Sudden cardiac death (SCD) remains a significant public health challenge, often occurring without prior symptoms and disproportionately affecting younger individuals, leaving families profoundly impacted. Emerging evidence highlights a substantial genetic underpinning, emphasizing the crucial role of familial evaluation and precision medicine in mitigating risk and improving outcomes.

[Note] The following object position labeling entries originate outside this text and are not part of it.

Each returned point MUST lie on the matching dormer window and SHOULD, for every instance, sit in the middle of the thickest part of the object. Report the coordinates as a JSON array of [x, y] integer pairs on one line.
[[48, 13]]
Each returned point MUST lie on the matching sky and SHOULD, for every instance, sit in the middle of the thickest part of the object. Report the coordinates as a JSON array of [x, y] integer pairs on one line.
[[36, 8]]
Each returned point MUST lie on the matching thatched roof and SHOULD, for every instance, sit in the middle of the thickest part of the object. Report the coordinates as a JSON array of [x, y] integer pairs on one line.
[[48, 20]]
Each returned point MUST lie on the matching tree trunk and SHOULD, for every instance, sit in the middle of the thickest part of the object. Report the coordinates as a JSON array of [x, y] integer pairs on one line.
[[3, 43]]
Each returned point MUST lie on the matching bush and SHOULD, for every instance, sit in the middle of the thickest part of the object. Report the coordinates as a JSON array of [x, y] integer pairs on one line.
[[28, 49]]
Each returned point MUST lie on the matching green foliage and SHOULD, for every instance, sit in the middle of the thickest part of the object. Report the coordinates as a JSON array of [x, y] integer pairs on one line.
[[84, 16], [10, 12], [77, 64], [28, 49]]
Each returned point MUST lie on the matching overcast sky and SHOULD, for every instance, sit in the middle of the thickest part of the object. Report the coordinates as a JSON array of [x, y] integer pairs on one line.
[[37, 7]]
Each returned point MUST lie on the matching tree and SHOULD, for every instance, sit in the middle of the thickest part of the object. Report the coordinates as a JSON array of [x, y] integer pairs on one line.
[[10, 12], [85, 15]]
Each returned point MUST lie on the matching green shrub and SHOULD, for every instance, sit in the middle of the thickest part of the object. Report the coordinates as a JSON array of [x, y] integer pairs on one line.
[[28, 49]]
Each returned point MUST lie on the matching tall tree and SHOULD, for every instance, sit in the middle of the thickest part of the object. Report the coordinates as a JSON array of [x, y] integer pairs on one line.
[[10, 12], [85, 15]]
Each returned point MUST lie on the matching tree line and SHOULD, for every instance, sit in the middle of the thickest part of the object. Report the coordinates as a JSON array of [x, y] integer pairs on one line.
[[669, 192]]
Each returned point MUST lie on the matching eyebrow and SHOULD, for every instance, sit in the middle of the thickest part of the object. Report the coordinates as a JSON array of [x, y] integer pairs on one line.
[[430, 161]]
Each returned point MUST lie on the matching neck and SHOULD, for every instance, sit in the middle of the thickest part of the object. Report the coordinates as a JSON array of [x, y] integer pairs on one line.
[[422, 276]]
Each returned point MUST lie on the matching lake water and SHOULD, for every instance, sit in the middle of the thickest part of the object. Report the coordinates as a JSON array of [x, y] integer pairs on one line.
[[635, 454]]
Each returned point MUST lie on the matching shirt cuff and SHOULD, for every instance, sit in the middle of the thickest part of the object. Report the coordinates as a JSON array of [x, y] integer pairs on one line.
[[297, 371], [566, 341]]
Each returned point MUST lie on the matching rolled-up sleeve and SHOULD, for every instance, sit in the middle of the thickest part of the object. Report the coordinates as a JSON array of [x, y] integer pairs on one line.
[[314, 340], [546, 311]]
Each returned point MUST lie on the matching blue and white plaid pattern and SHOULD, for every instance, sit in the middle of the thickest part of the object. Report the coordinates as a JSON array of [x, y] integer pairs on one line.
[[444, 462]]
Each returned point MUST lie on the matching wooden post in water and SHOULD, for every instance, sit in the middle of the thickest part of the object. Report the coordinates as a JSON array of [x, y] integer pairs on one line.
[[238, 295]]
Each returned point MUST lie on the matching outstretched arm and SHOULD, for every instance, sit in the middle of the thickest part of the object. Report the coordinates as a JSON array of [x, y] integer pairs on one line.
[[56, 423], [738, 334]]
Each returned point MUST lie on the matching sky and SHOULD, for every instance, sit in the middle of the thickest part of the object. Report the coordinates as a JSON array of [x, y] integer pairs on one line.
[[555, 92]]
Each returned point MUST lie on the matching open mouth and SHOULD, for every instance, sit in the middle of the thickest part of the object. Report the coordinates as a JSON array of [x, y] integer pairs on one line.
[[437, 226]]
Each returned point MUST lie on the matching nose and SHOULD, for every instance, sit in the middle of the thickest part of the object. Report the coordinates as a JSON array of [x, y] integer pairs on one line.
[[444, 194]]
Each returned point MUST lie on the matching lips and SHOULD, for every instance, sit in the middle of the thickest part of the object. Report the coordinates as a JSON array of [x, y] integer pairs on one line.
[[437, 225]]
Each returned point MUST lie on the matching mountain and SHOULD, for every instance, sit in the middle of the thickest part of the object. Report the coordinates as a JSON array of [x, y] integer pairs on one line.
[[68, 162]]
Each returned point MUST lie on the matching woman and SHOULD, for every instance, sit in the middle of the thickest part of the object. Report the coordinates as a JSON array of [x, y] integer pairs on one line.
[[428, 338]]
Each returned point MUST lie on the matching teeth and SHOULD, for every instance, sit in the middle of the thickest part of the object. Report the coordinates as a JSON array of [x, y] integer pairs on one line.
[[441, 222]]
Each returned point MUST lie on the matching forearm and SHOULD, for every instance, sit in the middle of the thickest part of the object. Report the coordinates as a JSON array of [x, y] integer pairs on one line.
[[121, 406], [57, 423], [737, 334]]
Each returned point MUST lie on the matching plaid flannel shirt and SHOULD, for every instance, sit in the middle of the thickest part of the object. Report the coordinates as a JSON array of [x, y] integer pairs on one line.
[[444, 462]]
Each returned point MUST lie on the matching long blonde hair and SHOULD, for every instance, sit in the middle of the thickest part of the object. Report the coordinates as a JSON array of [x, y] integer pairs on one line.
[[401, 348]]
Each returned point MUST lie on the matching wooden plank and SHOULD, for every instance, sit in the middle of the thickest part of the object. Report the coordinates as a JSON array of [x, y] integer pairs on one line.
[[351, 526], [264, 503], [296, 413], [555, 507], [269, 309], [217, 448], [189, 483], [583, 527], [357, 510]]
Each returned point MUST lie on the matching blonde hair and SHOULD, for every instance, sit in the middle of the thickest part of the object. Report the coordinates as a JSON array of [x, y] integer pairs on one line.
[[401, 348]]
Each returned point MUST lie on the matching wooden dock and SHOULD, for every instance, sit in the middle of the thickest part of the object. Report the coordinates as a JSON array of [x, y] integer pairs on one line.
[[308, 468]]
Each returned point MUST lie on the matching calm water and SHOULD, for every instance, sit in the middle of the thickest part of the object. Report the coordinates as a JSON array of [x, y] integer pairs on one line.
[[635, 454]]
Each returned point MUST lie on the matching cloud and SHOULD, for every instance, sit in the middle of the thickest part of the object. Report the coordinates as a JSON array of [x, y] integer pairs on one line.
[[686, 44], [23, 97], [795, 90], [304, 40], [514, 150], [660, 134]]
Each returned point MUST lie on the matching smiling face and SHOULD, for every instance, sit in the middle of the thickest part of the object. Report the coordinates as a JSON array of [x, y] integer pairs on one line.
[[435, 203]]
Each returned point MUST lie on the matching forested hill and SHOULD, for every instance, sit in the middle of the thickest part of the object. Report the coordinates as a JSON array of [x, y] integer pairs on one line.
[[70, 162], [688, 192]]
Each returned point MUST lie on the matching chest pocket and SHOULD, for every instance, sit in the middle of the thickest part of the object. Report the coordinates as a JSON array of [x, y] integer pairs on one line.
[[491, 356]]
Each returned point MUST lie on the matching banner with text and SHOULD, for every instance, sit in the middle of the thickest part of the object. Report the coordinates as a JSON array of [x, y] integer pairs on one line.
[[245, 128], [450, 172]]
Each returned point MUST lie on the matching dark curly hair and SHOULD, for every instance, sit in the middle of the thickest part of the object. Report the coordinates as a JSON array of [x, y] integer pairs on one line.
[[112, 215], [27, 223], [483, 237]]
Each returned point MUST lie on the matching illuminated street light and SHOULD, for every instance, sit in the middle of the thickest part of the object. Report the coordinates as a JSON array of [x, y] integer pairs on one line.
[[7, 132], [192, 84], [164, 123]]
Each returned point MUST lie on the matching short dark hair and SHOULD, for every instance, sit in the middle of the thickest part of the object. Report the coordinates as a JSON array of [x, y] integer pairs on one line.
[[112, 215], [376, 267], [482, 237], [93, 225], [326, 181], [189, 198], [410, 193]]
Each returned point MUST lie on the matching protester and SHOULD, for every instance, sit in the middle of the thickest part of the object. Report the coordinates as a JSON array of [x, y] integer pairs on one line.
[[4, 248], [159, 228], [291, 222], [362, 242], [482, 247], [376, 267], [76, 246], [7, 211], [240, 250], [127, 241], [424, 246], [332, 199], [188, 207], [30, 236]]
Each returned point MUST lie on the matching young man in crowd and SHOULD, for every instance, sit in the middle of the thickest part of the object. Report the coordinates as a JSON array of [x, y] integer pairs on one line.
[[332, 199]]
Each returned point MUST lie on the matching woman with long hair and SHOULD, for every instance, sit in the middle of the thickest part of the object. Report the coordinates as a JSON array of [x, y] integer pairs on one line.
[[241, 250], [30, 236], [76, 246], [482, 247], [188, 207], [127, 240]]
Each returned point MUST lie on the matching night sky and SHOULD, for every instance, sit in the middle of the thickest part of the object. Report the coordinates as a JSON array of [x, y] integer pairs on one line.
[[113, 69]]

This talk addresses recent advances in precision medicine approaches to SCD. We will explore how genetic testing facilitates early identification of at-risk individuals, enabling targeted preventive interventions, lifestyle modifications, and timely clinical management. With availability of molecular autopsy services since 2017, cascade genetic testings are offered to family members if pathogenic variants are identified in SCD victims. However, there have been a low compliance to clinical screening attended by the affected first-degree relatives. It could be due to a lack of family awareness regarding the potential inheritance of diseases and availability of cardiovascular screening service. Combining the yield of clinical screening in a multidisciplinary setting, the yield of inheritable cardiovascular condition can be up to 45%. The phenotype information is also crucial in assisting with the pathogenicity determination of identified SCD genetic variants.
The talk will illustrate how personalized risk stratification and tailored clinical interventions significantly reduce the burden and recurrence of sudden cardiac death within families. It is important as broader public health implications in reducing SCD incidence. This presentation seeks to enhance clinicians' understanding of precision medicine's transformative potential in familial evaluation, empowering healthcare professionals to deliver personalized, proactive cardiac care, and understanding of the need for multidisciplinary effort in service deliverance.